The fourth argument is from progress in Artificial Intelligence.
AI programs can do a wider range of intelligent tasks and increasingly complex ones. Programs can show understanding of natural human language, solve problems and learn. It used to be believed that a program can only do what it is programmed to do. But since we have developed programs which can learn, this is no longer the case. In the last five years there has been increasing interest in computational models of creativity and discovery, and whilst some people used to believe that computers could not be creative, there are now machines which discover mathematical hypotheses, paint pictures and compose poems. Attempts by Dreyfus and others to identify things that computers cannot do have only proved to be new challengers for researchers to achieve.

The fifth argument is a technical one from Computer Science known as the Church-Turing thesis.
They separately argued that given an algorithm running on one computer, it could always be rewritten and run on another computer. Thus, in some sense all computers have the same abilities. Now we can apply this argument to humans and existing computers. Given a problem that can be solved by a person, this problem solving can be thought of as an algorithm, and this algorithm can then be run on an ordinary digital computer. Of course the digital computer may run the algorithm much slower than the human brain, and it will need all the knowledge that the person had in executing the algorithm, but at some level of analysis, it is essentially the same algorithm. Incidentally this argument turns on its head an argument by Roger Penrose who argues the opposite position.

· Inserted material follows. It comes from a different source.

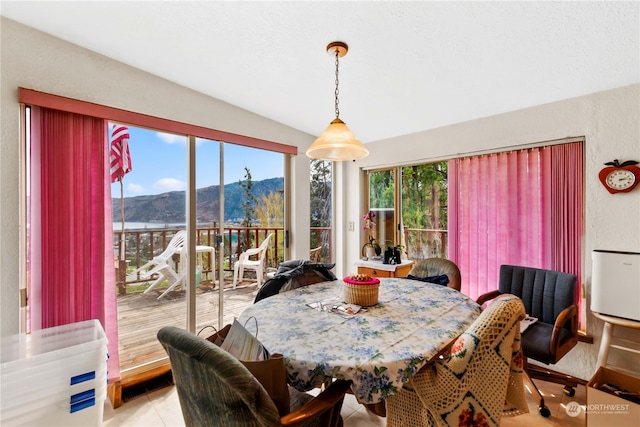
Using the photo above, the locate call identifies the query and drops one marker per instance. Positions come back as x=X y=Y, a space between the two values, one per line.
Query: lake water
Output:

The sixth argument for strong AI is based on the nature of learning.
If we could understand the nature of human learning, then we could build a machine with the same learning mechanisms. Such a machine if brought up in a suitably friendly environment would acquire knowledge and experience much in the same way as a human infant. Daniel Dennett argues that there may be as many as forty different learning mechanisms in humans, but given time there is no reason to believe that we should not understand them. Since people do learn, and we can observe what they know before and after a learning task, and even their behaviour whilst learning, this gives us a handle to discover the nature of the learning mechanisms. Of course, there is more to being intelligent than learning, and it may take some time for a very smart learning machine to learn to understand language without already having some special hardware.

Caveats
Of course, there may be some insurmountable barrier to scientific progress. It may be that there is some aspect of human cognition that can never be understood and will always remain a mystery. Or there may be some part of brain function that of necessity needs to use neuroanatomical tissue, so called "wetware", and cannot be achieved with any artificial materials. But I believe we have no grounds for these doubts.